Install this agent skill to your Project

npx add-skill https://github.com/oliver-kriska/claude-elixir-phoenix/tree/main/.claude/skills/skill-monitor

SKILL.md

Skill Monitor

Closed-loop skill effectiveness monitoring. Reads session metrics, computes per-skill signals, identifies what's working and what needs improvement.
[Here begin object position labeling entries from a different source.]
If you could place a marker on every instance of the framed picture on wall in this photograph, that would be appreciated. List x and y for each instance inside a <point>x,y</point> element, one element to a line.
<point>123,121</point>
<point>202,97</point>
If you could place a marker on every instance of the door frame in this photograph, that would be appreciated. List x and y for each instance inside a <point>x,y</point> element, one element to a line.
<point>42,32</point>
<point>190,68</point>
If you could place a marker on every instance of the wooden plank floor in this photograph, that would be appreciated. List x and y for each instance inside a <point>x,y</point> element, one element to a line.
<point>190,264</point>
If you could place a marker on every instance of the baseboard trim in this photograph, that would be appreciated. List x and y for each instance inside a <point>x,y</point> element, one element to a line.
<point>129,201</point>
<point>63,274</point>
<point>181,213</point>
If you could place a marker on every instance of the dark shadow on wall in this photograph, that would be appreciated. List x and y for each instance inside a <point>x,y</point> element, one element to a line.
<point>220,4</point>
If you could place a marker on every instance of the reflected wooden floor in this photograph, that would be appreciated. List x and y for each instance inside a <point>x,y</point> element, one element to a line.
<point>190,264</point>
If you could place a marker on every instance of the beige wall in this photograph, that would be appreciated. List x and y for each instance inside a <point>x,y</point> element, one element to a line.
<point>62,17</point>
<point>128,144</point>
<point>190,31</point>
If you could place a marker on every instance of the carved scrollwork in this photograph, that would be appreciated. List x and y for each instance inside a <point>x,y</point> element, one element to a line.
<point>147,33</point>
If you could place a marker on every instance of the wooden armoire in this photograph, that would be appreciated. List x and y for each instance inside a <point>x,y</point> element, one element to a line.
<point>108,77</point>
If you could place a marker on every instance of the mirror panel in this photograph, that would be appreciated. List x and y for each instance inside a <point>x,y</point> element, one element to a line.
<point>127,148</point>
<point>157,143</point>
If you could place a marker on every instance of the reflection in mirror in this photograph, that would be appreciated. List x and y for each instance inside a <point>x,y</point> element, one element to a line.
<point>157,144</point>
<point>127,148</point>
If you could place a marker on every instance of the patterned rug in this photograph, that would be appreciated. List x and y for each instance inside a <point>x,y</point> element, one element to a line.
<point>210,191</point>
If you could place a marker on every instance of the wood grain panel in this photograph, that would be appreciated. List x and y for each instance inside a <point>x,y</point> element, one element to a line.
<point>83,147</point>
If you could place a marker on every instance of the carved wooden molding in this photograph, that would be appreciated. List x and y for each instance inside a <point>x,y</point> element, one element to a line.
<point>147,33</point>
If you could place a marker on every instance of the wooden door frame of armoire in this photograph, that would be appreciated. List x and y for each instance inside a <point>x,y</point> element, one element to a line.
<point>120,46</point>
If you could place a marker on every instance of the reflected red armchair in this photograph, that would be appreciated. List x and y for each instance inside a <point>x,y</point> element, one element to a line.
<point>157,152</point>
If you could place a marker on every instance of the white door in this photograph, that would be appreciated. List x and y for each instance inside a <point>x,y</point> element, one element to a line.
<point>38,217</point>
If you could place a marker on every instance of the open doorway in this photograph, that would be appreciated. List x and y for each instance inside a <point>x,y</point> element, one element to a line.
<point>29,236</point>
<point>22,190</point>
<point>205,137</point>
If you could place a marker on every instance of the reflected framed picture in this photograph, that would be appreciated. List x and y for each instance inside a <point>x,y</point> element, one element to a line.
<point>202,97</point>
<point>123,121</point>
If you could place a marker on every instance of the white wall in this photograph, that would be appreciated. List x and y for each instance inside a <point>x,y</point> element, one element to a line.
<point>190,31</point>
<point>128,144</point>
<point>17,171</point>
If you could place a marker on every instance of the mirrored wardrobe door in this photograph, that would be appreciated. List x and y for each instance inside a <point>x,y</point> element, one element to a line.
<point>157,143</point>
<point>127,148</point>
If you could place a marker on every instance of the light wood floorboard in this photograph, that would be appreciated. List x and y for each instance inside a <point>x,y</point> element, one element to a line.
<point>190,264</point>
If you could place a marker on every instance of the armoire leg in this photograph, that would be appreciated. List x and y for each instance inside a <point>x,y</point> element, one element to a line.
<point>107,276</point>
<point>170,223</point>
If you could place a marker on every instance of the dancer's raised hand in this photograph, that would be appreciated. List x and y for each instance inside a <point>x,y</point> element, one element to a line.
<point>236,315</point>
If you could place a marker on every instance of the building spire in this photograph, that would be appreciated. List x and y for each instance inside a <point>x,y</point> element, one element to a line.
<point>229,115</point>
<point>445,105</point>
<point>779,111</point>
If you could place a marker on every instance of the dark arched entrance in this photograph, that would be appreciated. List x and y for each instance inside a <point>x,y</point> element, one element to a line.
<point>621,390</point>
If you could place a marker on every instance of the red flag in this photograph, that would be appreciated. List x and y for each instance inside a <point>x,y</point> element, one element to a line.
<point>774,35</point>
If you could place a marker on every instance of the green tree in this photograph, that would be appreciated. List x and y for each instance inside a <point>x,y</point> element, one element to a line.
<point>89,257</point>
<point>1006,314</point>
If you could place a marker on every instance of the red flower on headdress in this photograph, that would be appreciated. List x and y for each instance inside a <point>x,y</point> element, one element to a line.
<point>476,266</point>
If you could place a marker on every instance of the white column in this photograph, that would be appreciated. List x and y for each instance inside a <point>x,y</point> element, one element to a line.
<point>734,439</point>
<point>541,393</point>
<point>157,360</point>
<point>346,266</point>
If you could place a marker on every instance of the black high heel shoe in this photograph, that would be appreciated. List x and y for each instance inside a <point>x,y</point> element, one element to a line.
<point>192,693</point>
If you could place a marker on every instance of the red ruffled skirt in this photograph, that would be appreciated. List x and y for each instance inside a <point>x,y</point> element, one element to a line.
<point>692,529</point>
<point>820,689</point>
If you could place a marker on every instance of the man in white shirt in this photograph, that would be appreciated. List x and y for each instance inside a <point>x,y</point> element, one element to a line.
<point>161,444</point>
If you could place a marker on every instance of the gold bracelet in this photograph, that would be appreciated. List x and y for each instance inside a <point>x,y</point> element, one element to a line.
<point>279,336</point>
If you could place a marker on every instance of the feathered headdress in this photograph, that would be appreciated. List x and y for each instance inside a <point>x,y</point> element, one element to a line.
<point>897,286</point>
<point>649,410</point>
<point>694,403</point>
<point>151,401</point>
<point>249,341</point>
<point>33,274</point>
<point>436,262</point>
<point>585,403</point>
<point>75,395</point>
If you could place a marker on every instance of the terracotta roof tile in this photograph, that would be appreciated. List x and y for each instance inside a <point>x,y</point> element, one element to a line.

Inspired by the deploy-monitor-evaluate-improve feedback loop: skills get better over time instead of staying static.

Requirements

Requires .claude/session-metrics/metrics.jsonl from /session-scan. If no data: suggest running /session-scan first.

Usage

/skill-monitor                     # Dashboard: all skills
/skill-monitor --skill review      # Deep-dive on one skill
/skill-monitor --improve           # Generate improvement recommendations
/skill-monitor --window 30d        # Change comparison window (default: 7d)

What Main Context Does

Step 1: Parse Arguments

Extract from $ARGUMENTS:

  • --skill NAME: Focus on one skill (e.g., review, plan, investigate)
  • --improve: Spawn analysis agent for improvement recommendations
  • --window PERIOD: Comparison window (7d, 30d, all; default: 7d)

Step 2: Load Metrics

Read .claude/session-metrics/metrics.jsonl. For each entry, extract the skill_effectiveness field (added by compute-metrics.py v2).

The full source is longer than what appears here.